No dia dos meus 38 anos, em que segundo a tradição japonesa o homem entra numa idade de crise, ganhei de presente um país em crise.

Coxinhas e petralhas passaram o final de semana brigando, mas pelo menos (na grande maioria das vezes) foi online e não fisicamente. Alivia, mas não melhora.

Na segunda, as timelines se enchem de ofensas e ironias ao outro, júbilos de vitórias vazias, enquanto em Brasília nada mudou.
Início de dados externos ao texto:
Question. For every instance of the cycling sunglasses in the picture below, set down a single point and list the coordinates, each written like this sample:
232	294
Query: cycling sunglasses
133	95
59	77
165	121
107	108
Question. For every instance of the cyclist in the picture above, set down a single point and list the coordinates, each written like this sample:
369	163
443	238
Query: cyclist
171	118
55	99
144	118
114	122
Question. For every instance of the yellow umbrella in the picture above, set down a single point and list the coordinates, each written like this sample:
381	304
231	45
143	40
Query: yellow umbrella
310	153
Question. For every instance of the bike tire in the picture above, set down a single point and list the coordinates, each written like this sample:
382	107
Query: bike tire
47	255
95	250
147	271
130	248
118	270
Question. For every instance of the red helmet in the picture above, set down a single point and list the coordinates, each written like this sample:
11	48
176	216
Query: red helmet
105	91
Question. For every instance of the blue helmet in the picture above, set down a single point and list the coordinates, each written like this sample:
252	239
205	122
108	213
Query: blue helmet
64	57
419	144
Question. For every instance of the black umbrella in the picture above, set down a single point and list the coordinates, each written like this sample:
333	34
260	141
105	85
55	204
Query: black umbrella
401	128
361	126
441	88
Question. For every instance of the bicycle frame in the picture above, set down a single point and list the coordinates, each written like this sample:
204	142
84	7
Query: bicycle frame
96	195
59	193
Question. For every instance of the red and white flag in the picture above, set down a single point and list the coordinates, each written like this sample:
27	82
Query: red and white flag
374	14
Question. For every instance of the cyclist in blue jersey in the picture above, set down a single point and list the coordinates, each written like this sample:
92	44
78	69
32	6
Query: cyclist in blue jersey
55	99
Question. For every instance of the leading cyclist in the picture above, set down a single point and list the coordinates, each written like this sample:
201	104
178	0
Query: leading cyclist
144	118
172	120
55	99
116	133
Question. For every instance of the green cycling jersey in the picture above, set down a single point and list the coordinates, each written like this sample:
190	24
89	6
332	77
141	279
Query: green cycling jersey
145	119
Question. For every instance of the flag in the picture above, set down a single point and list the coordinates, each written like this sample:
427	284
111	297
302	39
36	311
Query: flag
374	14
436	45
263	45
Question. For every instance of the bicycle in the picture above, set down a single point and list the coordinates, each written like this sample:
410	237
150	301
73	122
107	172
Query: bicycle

Continuamos com quinhentos e demais deputados, com quase uma centena excessiva de senadores, com ministros que não ministram, uma presidente eleita com discurso de esquerda e ações de direita (que, como vetores, parecem se anular completamente) e um líder de oposição, que quase ganhou, com muitas suspeitas criminosas e de incompetência executiva.

Todos querem que o OUTRO mude, porque o OUTRO esta errado. E, quando alguém aponta o próprio erro, logo é acudido por um parceiro de time dizendo “bobagem, o do outro é pior que o nosso”.

Cada lado insiste que o inferno são os outros, ora apoiando velhas oligarquias que deveriam ter perecido séculos atrás,ou surdos aos próprios discursos velhos que não isentam a pessoa de ser correta.

É kafkiano ver previsões de uma melhoria na economia nacional no segundo semestre, feitas por respeitáveis empresas internacionais e nacionais. Fica um cheiro forte de que a crise veio para trazer lucros para algumas pessoas selecionadas, que isso é uma grande brincadeira illuminati que já vai passar, e que você vai esquecer porque tudo vai melhorar coincidentemente com o início do Campeonato Brasileiro de Futebol.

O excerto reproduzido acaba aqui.